Los desvíos que desesperadamente hace la Policía Vial rememoran tantas postales similares, que lo que menos importa al final es realmente lo que ha sucedido.

Ya no se preguntan si hay un muerto o no. Quieren verlo a toda costa, y ahí comienza el morbo de algunos automovilistas que se detienen no para ir en ayuda de la víctima, sino para satisfacer su propio placer. Por eso asoman las cabezas (si es que las tienen), a riesgo de que un vehículo de mayor porte se las haga volar, y no literalmente. Ni hablar de los padres que dejan a sus hijitos hacer otro tanto, sin protegerlos de una visión que a los periodistas de policiales muchas veces nos colma de horror. Todo es un show mediático: participaron en el accidente, lo vieron, lo palparon, estuvieron allí. ¿Haciendo qué? Nada. Estorbando la tarea de los policías de la Científica, que a veces se queda afónicos pidiendo que circulen para que ellos puedan hacer los respectivos peritajes. Sólo así se podrá determinar sobre quién recaerá la responsabilidad del accidente, que no es poca cosa al momento de resolverse judicialmente, máxime si hay heridos o muertos.
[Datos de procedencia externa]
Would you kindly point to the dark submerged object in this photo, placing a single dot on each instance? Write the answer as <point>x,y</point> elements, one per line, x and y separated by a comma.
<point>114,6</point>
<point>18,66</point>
Ayer, durante más de una hora, sólo tres carriles estaban habilitados –en cámara lenta– por culpa de los automovilistas que obstruyen a sus pares con la sola finalidad de tener algo para contarles a sus amigos o sacar fotos o filmar la escena. “¿Viste el choque de ayer en el Acceso Este? ¡Pobre vago! Yo estuve allí y no lo podía perder”. ¿Perder qué? Si tan sólo meditaran un segundo, comprenderían que la víctima o las víctimas no necesitan de esos personajes que en nada benefician a la sociedad, sino que la corroen.